DAG

Spark represents a sequence of transformations on data as a DAG, a concept borrowed from mathematics and computer science. A DAG is a directed graph with no cycles, and it represents a finite set of transformations on data with multiple stages. The nodes of the graph represent the RDDs or DataFrames/Datasets, and the edges represent the transformations or operations applied.

Each action on an RDD (or DataFrame/Dataset) triggers the creation of a new DAG. The DAG is optimized by the Catalyst optimizer (in case of DataFrame/Dataset) and then it is sent to the DAG scheduler, which splits the graph into stages of tasks.

Job, Stage and Task in Spark#

Job: A job in Spark represents a single action (like count, collect, save, etc.) from a Spark application. When an action is called on a DataFrame or RDD in the program, a job is created. A job is a full program from start to finish, including reading the initial data, performing transformations, and executing actions. A Spark application can consist of multiple jobs, and each job is independent of the others.
Stage: A stage in Spark is a sequence of transformations on an RDD or DataFrame/Dataset that can be performed in a single pass (i.e., without shuffling data around). Spark splits the computation of a job into a series of stages, separated by shuffle boundaries. Each stage represents a sequence of transformations that can be done in a single scan of the data. In essence, a stage is a step in the physical execution plan.
Task: Within each stage, the data is further divided into partitions, and each partition is processed in parallel. A task in Spark corresponds to a single unit of work sent to one executor. So, if you have two stages with two partitions each, Spark will generate four tasks in total - one task per partition per stage. Each task works on a different subset of the data, and the tasks within a stage can be run in parallel.

Example:

Steps

Note

Job 0 & 1: To read employees csv data and infer schema part

Job 2 & 3: To read departments csv data and infer schema part

Job 4 & 5: To read regions csv data and infer schema part

Job 6: Triggered by the collect() action. This job consists of three stages:

    1. Stage 0: Filter transformation on 'employees' DataFrame.
    2. Stage 1: Join transformation between 'filtered_employees' and 'departments' DataFrames.
    3. Stage 2: Join transformation between 'result' and 'regions' DataFrames.
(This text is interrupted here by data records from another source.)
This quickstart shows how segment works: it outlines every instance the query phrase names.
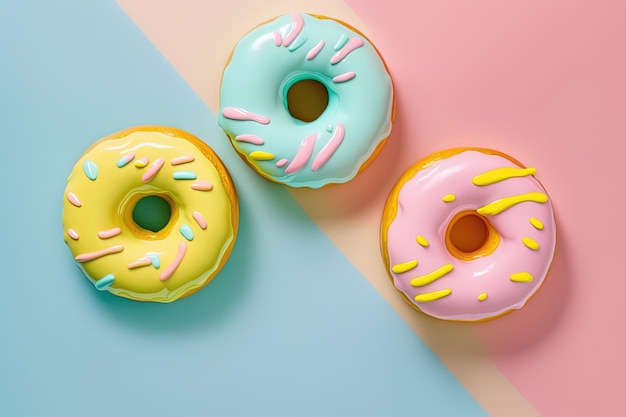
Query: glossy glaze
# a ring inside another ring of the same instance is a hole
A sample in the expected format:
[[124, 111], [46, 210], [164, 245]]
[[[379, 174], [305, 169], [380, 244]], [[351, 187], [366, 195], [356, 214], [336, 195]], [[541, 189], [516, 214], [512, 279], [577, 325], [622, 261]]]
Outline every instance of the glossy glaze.
[[[552, 205], [535, 170], [472, 149], [418, 165], [398, 182], [383, 215], [383, 256], [396, 288], [446, 320], [485, 320], [524, 306], [543, 283], [556, 242]], [[463, 212], [482, 213], [496, 235], [493, 247], [459, 259], [446, 233]]]
[[[132, 220], [134, 204], [151, 195], [172, 206], [158, 232]], [[188, 295], [215, 276], [235, 242], [228, 173], [206, 145], [177, 129], [134, 128], [97, 142], [74, 166], [65, 196], [64, 236], [75, 261], [96, 288], [122, 297]]]
[[[328, 90], [322, 115], [293, 118], [298, 81]], [[352, 179], [391, 131], [392, 82], [376, 49], [342, 23], [307, 14], [265, 23], [235, 47], [224, 70], [218, 122], [264, 177], [319, 188]]]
Job 7: Triggered by the write.csv() action. This job consists of one stage: The select() transformation and the write.csv() action do not require a shuffle and therefore do not trigger a new stage within Job 1.
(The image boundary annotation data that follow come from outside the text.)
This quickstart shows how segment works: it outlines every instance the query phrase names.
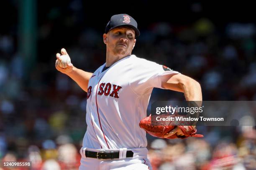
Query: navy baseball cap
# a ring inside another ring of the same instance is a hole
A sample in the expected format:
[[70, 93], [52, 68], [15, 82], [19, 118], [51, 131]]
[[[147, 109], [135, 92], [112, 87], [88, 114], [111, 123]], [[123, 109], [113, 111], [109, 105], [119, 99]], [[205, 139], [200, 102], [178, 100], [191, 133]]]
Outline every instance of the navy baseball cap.
[[110, 30], [120, 27], [128, 27], [133, 29], [136, 36], [140, 36], [140, 31], [137, 28], [137, 22], [131, 16], [125, 14], [115, 15], [111, 17], [110, 21], [107, 24], [105, 33]]

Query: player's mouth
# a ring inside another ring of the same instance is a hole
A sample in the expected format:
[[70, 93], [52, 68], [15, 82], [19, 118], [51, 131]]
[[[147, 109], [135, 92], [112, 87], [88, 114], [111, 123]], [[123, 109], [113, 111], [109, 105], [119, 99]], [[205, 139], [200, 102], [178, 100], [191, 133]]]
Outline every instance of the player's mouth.
[[126, 45], [124, 44], [119, 43], [119, 44], [118, 44], [118, 45], [123, 46], [124, 46], [125, 47], [127, 47], [127, 46]]

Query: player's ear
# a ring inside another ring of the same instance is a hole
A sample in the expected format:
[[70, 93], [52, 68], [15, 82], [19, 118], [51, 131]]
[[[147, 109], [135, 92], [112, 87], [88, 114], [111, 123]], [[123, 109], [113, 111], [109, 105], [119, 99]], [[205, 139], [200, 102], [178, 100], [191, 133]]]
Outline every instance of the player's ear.
[[104, 33], [103, 34], [103, 42], [104, 42], [104, 44], [107, 44], [107, 42], [108, 42], [108, 35], [106, 33]]
[[134, 39], [134, 43], [133, 43], [133, 48], [135, 46], [135, 43], [136, 43], [136, 39]]

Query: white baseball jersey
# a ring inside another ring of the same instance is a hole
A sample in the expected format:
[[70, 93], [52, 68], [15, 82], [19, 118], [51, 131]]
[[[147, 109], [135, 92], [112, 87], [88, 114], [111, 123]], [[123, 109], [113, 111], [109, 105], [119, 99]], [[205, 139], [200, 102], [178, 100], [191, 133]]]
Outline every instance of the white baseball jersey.
[[102, 72], [105, 65], [98, 68], [89, 82], [83, 147], [145, 148], [146, 132], [138, 124], [146, 116], [152, 90], [161, 88], [161, 76], [179, 72], [135, 55]]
What if our cluster capacity is less than the size of data to be processed?#

If your cluster memory capacity is less than the size of the data to be processed, Spark can still handle it by leveraging its ability to perform computations on disk and spilling data from memory to disk when necessary.
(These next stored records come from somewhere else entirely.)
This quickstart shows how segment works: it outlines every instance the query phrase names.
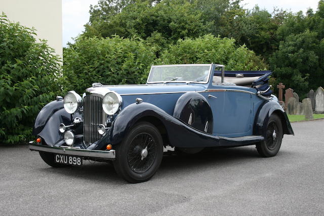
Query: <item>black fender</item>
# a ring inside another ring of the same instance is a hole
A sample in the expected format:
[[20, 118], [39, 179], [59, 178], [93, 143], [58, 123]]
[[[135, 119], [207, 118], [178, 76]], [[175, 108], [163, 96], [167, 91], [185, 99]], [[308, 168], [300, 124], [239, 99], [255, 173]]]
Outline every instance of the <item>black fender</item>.
[[[60, 124], [73, 124], [73, 119], [76, 117], [81, 117], [81, 115], [78, 113], [73, 115], [67, 113], [64, 108], [63, 100], [50, 102], [42, 109], [36, 117], [32, 135], [40, 137], [48, 145], [55, 145], [64, 138], [63, 134], [59, 131]], [[75, 134], [82, 134], [82, 124], [74, 128]]]
[[253, 134], [265, 137], [268, 121], [272, 113], [275, 113], [280, 117], [284, 134], [294, 135], [293, 127], [285, 110], [279, 103], [273, 100], [266, 101], [260, 106], [255, 119]]
[[196, 92], [182, 95], [176, 103], [173, 116], [199, 131], [213, 134], [213, 113], [206, 99]]
[[170, 144], [173, 146], [185, 148], [219, 146], [219, 137], [198, 131], [156, 106], [142, 102], [131, 104], [124, 109], [112, 123], [109, 133], [104, 136], [100, 141], [101, 144], [98, 144], [96, 148], [102, 148], [103, 145], [107, 145], [108, 141], [112, 145], [118, 144], [136, 122], [147, 117], [156, 119], [164, 125]]

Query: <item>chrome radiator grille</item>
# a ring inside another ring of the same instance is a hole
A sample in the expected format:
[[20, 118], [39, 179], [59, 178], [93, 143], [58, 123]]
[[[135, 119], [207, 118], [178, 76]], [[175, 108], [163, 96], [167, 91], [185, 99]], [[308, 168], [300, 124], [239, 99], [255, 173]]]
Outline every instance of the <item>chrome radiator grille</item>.
[[99, 140], [100, 135], [97, 127], [104, 121], [105, 113], [102, 110], [102, 98], [89, 95], [84, 98], [84, 140], [87, 146]]

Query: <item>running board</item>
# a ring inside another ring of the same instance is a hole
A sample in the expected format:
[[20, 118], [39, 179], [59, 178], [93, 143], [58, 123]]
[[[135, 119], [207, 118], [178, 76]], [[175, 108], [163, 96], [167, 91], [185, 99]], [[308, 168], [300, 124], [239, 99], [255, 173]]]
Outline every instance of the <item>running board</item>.
[[262, 136], [246, 136], [233, 138], [219, 137], [219, 140], [221, 146], [235, 146], [262, 142], [264, 140], [264, 138]]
Let's break down how Spark will handle a 60 GB data load with a 30 GB memory cluster:

Data Partitioning: When Spark reads a 60 GB file from HDFS, it partitions the data into manageable blocks, according to the Hadoop configuration parameter dfs.blocksize or manually specified partitions. These partitions can be processed independently.
Loading Data into Memory: Spark will load as many partitions as it can fit into memory. It starts processing these partitions. The size of these partitions is much smaller than the total size of your data (60 GB), allowing Spark to work within the confines of your total memory capacity (30 GB in this case).
Spill to Disk: When the memory is full, and Spark needs to load new partitions for processing, it uses a mechanism called "spilling" to free up memory. Spilling means writing data to disk. The spilled data is the intermediate data generated during shuffling operations, which needs to be stored for further stages.
On-Disk Computation: Spark has the capability to perform computations on data that is stored on disk, not just in memory. Although computations on disk are slower than in memory, it allows Spark to handle datasets that are larger than the total memory capacity.
Sequential Processing: The stages of the job are processed sequentially, meaning Spark doesn't need to load the entire dataset into memory at once. Only the data required for the current stage needs to be in memory or disk.